Your question is a bit vague in what you require.
 If you only want to check for any differences, use cmp -s oldfile newfile. That will exit with a true status if the files are the same:
if cmp -s oldfile newfile
then echo files are the same
else echo files are different
     ./text_processing.sh ...
fi
 If you want to check that the file size has increased, then you can use wc -c (for character count), wc -l (for line count), or stat --format=%s which directly uses the metadata about the file to give the total size in bytes.
if [ $(wc -c oldfile) -lt $(wc -c newfile) ] then echo oldfile is smaller ./text_processing.sh ... fi
if [ $(wc -c oldfile) -lt $(wc -c newfile) ]

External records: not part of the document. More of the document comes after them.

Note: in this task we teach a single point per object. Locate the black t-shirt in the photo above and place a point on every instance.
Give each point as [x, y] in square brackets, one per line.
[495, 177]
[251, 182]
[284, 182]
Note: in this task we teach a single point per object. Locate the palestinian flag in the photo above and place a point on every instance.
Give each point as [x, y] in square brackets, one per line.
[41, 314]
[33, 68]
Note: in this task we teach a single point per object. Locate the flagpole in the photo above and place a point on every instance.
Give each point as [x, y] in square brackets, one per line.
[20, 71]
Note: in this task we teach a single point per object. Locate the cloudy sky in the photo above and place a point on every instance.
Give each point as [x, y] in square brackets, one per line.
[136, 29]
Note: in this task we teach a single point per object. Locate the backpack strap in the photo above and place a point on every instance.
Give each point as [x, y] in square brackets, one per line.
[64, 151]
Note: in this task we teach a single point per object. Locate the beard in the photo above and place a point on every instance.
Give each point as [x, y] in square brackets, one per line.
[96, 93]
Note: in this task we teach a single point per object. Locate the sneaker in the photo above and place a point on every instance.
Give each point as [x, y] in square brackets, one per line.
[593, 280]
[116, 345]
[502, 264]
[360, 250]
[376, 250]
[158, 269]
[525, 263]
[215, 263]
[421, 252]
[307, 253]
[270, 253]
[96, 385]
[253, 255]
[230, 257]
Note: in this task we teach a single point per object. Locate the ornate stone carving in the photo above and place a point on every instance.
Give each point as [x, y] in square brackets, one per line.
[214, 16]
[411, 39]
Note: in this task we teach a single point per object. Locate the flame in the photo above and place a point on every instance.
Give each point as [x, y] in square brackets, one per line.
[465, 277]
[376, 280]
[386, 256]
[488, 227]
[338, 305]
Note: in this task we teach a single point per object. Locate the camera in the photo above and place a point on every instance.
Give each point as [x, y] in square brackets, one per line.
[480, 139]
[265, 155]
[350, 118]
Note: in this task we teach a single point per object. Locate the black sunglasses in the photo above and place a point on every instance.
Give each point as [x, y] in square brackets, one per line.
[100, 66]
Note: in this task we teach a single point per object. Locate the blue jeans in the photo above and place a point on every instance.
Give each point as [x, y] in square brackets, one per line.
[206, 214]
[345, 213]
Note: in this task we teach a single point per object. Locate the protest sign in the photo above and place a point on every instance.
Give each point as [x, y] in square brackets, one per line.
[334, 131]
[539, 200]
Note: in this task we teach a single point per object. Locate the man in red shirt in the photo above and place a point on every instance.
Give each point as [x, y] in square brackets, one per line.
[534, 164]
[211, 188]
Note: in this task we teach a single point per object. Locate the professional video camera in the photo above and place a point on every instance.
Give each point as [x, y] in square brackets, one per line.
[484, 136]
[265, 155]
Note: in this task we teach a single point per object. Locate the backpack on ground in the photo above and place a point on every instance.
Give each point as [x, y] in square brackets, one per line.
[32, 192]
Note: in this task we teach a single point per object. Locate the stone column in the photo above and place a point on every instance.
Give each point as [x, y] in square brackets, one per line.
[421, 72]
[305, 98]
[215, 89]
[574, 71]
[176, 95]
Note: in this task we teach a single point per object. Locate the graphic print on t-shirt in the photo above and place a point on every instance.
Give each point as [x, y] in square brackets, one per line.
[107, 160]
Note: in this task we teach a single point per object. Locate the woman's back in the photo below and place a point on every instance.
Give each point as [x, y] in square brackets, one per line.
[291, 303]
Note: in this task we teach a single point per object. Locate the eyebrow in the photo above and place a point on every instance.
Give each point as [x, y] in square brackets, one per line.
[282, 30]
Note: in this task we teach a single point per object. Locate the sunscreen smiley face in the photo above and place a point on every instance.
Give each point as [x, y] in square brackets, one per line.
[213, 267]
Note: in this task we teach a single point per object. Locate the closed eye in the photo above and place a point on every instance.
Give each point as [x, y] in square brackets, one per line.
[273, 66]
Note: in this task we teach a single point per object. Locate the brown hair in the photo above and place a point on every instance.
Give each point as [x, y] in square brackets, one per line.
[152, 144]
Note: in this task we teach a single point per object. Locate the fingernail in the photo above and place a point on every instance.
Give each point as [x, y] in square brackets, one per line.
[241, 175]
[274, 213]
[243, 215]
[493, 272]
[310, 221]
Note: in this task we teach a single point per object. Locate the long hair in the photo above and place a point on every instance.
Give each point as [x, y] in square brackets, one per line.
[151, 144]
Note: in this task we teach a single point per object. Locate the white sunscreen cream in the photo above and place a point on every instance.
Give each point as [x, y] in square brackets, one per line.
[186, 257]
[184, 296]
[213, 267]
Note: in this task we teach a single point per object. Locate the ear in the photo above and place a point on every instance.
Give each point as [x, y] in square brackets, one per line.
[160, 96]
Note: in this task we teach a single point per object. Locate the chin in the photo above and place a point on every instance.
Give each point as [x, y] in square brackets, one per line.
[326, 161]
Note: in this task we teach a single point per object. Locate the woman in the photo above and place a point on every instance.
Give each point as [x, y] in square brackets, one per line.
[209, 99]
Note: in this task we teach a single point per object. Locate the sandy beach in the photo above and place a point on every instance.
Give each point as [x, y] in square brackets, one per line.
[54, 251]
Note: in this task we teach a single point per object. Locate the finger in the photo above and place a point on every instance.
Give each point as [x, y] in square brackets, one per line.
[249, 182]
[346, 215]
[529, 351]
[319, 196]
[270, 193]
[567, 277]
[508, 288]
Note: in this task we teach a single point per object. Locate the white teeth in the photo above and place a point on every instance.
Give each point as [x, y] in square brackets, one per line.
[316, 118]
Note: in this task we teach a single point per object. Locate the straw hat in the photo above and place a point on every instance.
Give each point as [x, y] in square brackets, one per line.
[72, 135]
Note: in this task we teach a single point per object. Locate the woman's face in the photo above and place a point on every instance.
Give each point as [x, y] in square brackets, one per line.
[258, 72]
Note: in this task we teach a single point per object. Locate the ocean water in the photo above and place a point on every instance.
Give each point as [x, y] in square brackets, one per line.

then echo oldfile is smaller
     ./text_processing.sh ...
fi
$( ... ) runs the enclosed command and substitutes its output into the command line. [ ... -lt ... ] tests whether the first argument is less than the second argument.
 If you specifically want to check that a line has been added, then the best strategy is probably to first sort both files, and then use comm to filter out common lines:
sort -o oldfile.sorted oldfile
sort -o newfile.sorted newfile
if [ $(comm -13 oldfile.sorted newfile.sorted | wc -l) -gt 0 ]

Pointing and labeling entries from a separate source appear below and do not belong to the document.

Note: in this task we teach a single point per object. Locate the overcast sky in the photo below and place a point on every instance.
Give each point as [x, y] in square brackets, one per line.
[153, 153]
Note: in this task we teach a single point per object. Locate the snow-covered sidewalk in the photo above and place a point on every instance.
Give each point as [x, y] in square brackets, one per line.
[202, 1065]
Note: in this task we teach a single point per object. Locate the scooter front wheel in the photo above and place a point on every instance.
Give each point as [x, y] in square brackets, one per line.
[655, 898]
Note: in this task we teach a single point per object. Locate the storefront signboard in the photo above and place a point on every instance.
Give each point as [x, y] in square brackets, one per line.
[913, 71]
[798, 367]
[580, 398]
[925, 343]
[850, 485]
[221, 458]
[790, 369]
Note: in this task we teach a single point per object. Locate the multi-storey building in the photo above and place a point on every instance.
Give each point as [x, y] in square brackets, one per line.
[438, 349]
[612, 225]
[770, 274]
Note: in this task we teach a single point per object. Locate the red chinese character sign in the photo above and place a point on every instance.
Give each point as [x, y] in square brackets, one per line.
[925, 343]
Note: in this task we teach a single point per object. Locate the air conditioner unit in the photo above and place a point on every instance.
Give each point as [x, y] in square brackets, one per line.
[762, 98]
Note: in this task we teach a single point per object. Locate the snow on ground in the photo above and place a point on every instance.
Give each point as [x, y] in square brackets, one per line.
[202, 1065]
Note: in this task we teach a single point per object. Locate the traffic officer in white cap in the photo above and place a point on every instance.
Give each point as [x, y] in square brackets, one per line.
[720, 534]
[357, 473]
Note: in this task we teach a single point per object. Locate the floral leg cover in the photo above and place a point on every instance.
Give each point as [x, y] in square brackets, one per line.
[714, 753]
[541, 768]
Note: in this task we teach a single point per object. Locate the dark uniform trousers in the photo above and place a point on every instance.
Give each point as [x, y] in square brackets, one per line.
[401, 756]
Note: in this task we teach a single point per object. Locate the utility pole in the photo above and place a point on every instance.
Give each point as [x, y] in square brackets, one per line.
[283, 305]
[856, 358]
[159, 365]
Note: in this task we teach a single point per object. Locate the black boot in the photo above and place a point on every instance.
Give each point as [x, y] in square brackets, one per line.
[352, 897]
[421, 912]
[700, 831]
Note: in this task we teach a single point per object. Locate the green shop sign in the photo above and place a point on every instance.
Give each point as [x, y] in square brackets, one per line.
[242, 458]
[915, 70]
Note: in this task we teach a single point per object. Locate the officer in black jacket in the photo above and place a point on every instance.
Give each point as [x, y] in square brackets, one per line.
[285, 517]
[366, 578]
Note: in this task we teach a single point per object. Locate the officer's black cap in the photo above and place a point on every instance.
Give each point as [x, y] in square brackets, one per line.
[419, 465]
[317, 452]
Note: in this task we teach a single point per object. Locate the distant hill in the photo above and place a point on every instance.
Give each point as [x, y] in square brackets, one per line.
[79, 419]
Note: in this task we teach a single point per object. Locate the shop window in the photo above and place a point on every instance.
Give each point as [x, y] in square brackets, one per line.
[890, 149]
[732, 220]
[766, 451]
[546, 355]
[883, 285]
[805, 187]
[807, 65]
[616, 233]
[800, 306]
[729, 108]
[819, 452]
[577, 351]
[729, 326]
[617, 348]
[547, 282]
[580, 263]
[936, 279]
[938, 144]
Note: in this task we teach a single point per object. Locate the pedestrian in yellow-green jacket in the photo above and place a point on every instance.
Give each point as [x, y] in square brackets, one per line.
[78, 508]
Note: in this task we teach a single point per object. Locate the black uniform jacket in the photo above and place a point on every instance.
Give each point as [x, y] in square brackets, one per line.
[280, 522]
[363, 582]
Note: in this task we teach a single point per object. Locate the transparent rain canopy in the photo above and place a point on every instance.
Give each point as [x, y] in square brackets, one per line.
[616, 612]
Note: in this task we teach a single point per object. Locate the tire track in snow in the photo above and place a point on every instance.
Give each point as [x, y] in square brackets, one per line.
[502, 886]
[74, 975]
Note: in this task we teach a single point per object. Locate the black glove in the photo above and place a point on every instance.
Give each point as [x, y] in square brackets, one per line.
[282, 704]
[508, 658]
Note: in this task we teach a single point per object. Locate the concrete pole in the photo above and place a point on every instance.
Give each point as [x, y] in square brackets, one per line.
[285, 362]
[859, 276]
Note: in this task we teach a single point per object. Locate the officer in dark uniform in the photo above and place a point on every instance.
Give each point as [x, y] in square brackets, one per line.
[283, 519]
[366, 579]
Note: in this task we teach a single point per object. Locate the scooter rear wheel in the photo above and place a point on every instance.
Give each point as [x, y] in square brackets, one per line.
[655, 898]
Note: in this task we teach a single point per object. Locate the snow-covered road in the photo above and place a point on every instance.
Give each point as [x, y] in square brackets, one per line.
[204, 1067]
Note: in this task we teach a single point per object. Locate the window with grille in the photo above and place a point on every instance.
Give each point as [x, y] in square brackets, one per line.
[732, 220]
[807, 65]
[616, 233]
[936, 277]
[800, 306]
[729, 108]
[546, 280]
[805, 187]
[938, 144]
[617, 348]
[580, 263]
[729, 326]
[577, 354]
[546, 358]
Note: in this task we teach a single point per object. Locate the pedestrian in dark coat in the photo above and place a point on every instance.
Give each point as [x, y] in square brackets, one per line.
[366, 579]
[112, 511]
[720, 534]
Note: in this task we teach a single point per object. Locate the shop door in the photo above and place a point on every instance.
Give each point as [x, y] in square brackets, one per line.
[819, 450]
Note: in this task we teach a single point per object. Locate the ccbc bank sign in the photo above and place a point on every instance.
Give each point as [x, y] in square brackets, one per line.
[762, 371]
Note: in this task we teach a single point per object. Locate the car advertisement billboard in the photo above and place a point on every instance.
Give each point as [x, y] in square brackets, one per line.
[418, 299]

then echo 'line(s) only found in newfile'
     ./text_processing.sh ...
fi
comm -13 matches lines from both files. Normally every line is output, with an indent to indiciate whether the line only occurs in the first file, or only in the second file, or in both. With -13 the lines from only the first file and the common lines are suppressed, so only those lines occuring in the second file is output. That is piped into wc -l which counts the lines, and that is tested to be greater than 0.
Note that changed lines will be represented by one line only in the first file, and another line only in the second file.